Materials and Methods

Overview and Study Population

This prospectively designed, cross-sectional, single-site observational clinical study was approved by an Institutional Review Board and was compliant with the Health Insurance Portability and Accountability Act (HIPAA). From August 2009 to October 2009, pediatric and adult subjects were recruited by physician referral from our hepatology and obesity clinics, and by self-referral in response to informational flyers posted at our institution. Enrollment eligibility criteria included a body mass index (BMI) greater than 30 kg/m2, age greater than eight years, and willingness to undergo research MRI. Exclusion criteria included contraindications for MRI, known claustrophobia, or pregnancy. Subjects who satisfied eligibility criteria were enrolled after providing written informed consent (adults) or written assent with parental consent (children). Age, gender, and body mass index (BMI) were recorded.
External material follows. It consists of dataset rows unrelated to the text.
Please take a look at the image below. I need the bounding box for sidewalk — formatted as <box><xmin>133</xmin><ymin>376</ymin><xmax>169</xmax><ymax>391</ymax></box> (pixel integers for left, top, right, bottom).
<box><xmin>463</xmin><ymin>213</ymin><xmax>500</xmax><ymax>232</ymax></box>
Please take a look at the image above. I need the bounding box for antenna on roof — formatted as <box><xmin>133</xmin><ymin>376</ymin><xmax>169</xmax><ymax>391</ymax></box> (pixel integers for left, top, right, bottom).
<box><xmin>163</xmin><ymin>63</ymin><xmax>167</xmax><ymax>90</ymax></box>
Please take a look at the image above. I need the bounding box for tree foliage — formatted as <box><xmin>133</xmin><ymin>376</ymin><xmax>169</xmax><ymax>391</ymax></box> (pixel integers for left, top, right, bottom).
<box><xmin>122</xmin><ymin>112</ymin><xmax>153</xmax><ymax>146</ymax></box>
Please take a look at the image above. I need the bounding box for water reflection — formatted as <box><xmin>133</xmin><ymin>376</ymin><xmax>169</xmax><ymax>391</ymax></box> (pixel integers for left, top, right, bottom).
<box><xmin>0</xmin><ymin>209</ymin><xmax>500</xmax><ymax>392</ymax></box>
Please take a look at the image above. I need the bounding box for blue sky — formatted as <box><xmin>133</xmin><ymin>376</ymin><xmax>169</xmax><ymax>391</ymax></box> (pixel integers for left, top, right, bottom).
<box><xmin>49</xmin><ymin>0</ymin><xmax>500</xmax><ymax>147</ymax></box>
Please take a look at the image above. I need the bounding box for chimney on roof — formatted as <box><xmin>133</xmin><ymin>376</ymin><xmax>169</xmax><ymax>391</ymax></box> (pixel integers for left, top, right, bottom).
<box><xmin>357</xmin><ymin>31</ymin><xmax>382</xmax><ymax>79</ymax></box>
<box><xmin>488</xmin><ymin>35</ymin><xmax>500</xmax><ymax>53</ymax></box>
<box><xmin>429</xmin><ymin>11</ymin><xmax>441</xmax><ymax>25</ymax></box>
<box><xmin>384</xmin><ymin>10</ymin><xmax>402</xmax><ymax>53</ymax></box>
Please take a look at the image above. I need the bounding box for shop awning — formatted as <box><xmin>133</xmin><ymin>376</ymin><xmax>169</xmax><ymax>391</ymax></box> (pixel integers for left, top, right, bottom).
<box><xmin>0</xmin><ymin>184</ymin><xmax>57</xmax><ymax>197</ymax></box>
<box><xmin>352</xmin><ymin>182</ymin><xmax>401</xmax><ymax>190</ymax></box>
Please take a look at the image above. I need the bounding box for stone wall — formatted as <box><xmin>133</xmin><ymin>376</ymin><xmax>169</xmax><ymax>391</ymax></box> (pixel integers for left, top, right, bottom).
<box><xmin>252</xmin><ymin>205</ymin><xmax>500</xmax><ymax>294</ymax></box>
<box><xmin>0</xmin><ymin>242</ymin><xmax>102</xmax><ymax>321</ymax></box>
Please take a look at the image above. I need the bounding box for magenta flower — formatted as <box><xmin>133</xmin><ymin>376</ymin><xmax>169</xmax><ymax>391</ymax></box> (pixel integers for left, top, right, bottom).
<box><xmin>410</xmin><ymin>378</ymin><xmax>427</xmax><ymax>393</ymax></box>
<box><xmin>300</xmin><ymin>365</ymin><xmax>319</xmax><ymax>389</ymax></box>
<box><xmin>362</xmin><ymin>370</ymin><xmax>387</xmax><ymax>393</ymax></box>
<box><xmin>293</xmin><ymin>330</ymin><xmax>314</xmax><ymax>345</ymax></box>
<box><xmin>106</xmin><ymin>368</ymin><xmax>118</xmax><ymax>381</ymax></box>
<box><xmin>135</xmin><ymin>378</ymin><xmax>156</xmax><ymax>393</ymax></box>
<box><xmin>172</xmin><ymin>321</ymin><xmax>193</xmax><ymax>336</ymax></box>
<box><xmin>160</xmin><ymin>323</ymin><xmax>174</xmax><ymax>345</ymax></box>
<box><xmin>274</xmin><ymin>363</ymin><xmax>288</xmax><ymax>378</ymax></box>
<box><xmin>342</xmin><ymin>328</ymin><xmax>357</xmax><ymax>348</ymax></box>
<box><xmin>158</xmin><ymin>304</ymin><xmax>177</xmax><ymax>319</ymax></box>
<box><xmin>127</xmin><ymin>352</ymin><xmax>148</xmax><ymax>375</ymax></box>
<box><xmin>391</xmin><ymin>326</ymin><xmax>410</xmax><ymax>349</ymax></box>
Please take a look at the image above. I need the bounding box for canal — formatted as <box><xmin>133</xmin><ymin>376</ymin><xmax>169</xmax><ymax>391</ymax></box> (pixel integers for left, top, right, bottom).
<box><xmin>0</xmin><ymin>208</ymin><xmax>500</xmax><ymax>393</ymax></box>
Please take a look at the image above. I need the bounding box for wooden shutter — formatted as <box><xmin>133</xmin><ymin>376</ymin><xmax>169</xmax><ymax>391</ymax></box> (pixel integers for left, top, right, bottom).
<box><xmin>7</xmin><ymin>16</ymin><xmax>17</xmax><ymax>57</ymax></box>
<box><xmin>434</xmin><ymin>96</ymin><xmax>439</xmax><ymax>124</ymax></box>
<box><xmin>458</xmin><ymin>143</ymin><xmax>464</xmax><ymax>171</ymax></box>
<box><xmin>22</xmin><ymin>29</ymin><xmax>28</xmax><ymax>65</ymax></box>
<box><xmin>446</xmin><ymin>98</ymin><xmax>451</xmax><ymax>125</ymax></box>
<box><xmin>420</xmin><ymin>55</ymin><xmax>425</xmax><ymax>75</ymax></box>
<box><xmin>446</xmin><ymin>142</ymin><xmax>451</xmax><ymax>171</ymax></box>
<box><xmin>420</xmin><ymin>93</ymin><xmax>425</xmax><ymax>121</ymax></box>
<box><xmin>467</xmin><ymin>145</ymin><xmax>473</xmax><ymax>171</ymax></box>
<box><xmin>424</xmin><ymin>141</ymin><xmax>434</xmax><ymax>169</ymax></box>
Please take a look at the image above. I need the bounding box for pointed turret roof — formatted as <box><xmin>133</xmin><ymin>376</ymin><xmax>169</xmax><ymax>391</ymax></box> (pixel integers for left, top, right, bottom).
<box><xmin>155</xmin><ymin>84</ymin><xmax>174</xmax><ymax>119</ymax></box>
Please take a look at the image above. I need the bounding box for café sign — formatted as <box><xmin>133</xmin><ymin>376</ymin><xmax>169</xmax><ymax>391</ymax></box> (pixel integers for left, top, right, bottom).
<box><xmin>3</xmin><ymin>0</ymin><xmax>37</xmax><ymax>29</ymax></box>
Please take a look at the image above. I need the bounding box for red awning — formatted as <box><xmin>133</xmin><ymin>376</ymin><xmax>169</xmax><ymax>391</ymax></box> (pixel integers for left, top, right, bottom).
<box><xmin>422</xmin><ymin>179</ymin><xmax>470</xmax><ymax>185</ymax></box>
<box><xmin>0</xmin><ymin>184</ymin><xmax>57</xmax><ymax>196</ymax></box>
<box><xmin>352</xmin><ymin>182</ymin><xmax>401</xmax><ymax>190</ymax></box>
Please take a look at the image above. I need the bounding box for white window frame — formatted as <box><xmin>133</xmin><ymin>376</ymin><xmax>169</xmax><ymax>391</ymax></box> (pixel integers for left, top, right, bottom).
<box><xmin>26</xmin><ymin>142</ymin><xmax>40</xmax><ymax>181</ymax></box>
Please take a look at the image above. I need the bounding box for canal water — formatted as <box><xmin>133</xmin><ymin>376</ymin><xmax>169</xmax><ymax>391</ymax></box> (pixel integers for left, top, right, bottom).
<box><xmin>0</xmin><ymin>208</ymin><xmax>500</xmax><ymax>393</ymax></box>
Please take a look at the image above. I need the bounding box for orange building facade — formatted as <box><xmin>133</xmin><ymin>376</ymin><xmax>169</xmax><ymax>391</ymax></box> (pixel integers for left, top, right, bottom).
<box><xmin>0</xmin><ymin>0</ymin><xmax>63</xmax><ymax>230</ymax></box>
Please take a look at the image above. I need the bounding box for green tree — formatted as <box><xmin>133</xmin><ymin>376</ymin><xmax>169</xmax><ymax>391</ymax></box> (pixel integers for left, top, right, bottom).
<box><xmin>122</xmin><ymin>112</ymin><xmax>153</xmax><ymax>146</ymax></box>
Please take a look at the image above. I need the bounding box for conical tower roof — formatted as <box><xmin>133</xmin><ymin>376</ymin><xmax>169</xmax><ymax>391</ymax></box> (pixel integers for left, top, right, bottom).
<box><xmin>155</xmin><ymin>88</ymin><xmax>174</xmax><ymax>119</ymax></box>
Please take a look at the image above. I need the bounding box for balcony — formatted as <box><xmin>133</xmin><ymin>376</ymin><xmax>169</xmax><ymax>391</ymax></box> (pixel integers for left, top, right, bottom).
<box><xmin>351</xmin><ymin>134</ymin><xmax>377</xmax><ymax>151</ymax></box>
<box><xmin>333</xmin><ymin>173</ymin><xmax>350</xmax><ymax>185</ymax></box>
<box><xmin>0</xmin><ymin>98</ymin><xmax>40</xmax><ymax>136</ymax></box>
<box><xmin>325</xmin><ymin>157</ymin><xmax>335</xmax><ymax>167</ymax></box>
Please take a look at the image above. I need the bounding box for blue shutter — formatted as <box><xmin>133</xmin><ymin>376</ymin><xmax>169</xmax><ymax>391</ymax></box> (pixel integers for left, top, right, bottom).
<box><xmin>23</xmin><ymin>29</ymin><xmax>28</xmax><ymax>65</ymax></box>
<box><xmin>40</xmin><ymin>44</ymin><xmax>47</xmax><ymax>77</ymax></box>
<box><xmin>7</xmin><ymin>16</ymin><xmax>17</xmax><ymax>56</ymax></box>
Magnetic Resonance Examinations

Each subject underwent three separate, consecutive MR examinations in a single day over the course of 75 to 90 minutes. For each MR examination, subjects were positioned supine and examined using an eight-channel torso phased-array receive coil at 3T (GE signal EXCITE HD, GE Medical Systems, Milwaukee, WI, USA). After each MR examination, subjects were removed from the scanner for about five to ten minutes. Subjects then were repositioned on the scanner table, the phased-array coil was reattached, and the next MRI examination performed.

Each examination was about 20 minutes long and included a three-plane localization sequence and several additional sequences, one of which was analyzed for this study. The analyzed sequence was a two-dimensional breath-hold six-echo spoiled gradient-recalled-echo magnitude-based sequence acquired in a single TR with bipolar readout in the axial plane using all coil elements without parallel imaging. To help avoid possible artifact, parallel imaging was not used. To minimize T1 effects, a low flip angle of 10 degrees was used with a repetition time (TR) of 125 ms or longer (range 125 to 270 ms). TR was adjusted to permit acquisition of a sufficient number of images to cover the liver from its dome to its inferior tip. Six magnitude images were obtained at successive TEs at which water and the main (1.3 ppm) methylene peak of fat are approximately at sequential alternating nominally out-of-phase and in-phase echo times (1.15, 2.3, 3.45, 4.6, 5.75, and 6.9 ms) in a single 18-30 s breath-hold. Other imaging parameters included 8-mm slice thickness, 0-mm interslice gap, ± 142-kHz receiver bandwidth, 0.8 fractional echo sampling, 192×192 base matrix, one signal average, and rectangular fieldof-view (FOV) adjusted to body habitus and breath-hold capacity. The number of slices varied from 14 to 26 depending on TR and phase FOV. Images at each of the six TEs were transferred offline for further processing as described below. Other sequences performed during each examination were not analyzed for this study.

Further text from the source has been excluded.